As a limited company owner, declaring hefty dividends often means paying a substantial amount of tax, leaving you with minimal capital to invest in the property market. Conversely, if you operate as a sole trader and find yourself in a higher tax bracket, it can feel like a constant struggle against high taxation rates.
But what if there’s a way to optimise your property investments while minimising your tax liability?
Introducing the BRRRR Strategy: Buy, Refurbish, Rent, Refinance, Repeat
The BRRRR strategy is gaining popularity among savvy property investors. Here’s how it works: you purchase a property in need of renovation, say for £200,000, invest £10,000 in refurbishments, and increase its value to £240,000. After renting it out, you refinance the property to release its equity.
Now, you might be wondering, “How does this benefit me when I still have to pay taxes?”
Two significant advantages come into play:
1. Tax Efficiency for Limited Company Owners
If you own a limited company, you typically pay a 19% tax on profits. While paying tax is unavoidable, 19% is a reasonable rate.
Here’s the key: instead of withdrawing your profits as dividends and facing dividend taxes ranging from 8.75% to 39.35%, you can lend the remaining 81% to your property company for investment purposes. This way, you avoid dividend taxes and put more of your money to work in your property ventures.

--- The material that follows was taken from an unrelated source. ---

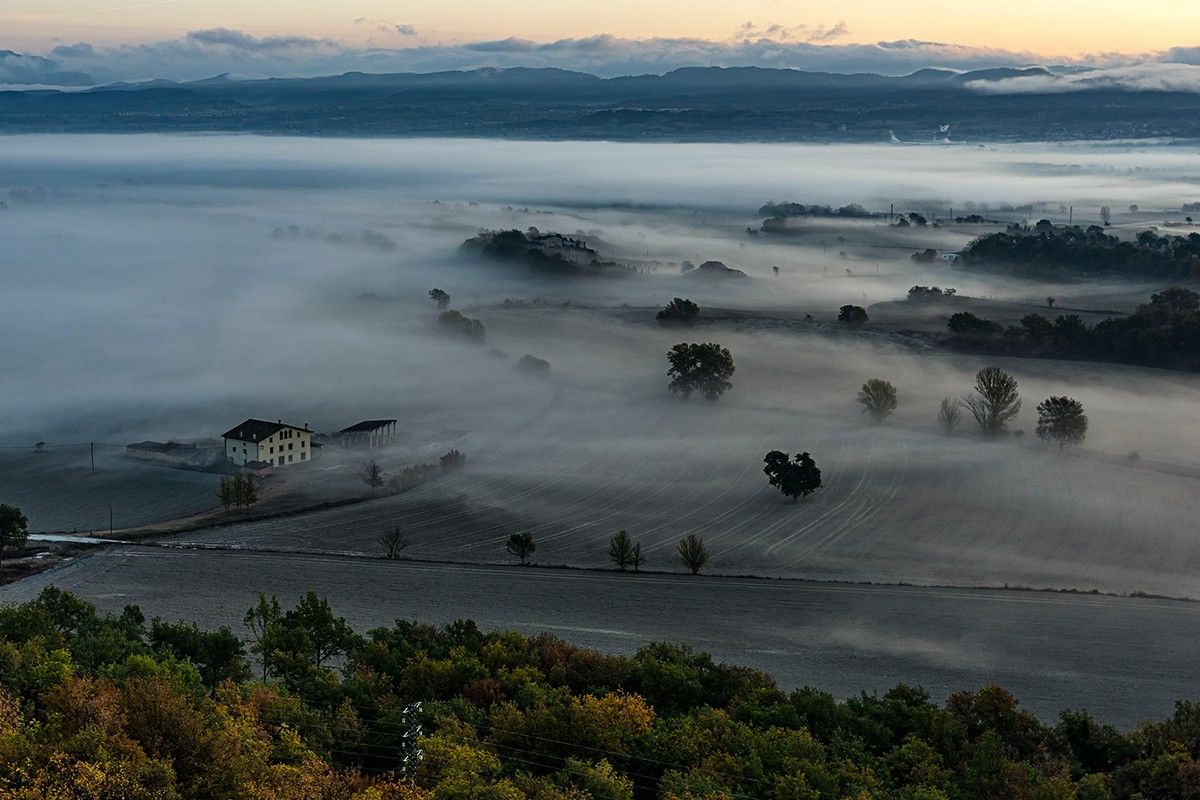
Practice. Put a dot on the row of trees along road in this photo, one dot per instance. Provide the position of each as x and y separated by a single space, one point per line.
994 402
624 553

Let’s illustrate this with an example:
• £100,000 profit generates £22,750 in corporation tax.
• By loaning the remaining £77,250 to your property company, you can kickstart your property investment empire.

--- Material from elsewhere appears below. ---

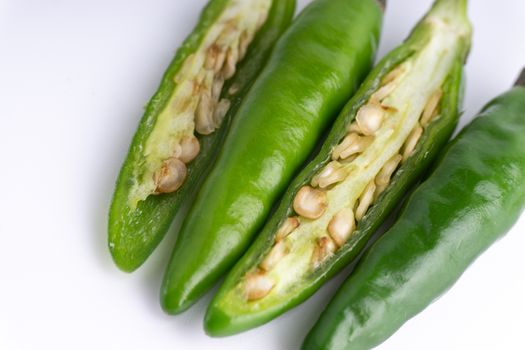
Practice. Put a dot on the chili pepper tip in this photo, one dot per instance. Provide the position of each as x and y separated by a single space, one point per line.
521 79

Compare this to withdrawing the balance as dividends at the higher rate of 33.75%, resulting in £26,071.87 in personal tax. In this scenario, you can invest only £51,178.13 in property. That’s a 50.9% faster investment growth rate in the first example.
2. Leveraging Property Equity
When you refurbish a property, it gains value, allowing you to remortgage it to access additional equity. Typically, rental properties require a 25% deposit.

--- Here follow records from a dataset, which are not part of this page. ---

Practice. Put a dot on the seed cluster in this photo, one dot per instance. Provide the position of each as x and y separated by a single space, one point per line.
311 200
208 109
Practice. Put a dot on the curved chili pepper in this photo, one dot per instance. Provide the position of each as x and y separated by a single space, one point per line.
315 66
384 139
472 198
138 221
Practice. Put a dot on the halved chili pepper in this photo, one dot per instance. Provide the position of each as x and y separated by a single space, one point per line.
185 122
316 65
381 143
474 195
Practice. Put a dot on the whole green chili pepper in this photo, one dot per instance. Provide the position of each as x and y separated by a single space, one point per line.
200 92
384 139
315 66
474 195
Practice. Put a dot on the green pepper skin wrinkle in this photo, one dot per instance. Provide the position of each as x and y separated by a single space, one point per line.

In our previous example, after investing £40,000 into the property and spending an additional £10,000 on refurbishments, you have a property worth £240,000 with a £160,000 mortgage. You can remortgage and access an extra £20,000 in equity, and the best part is, this sum is not subject to taxation since it’s considered an additional loan, not income.
Moreover, if you hold onto the property indefinitely without selling, you won’t incur any taxes until you eventually do so.
In conclusion, the BRRRR strategy coupled with sound accounting practices can significantly enhance your property investments while minimising your tax liabilities. It’s essential to partner with an accountant well-versed in property investments to maximise these advantages.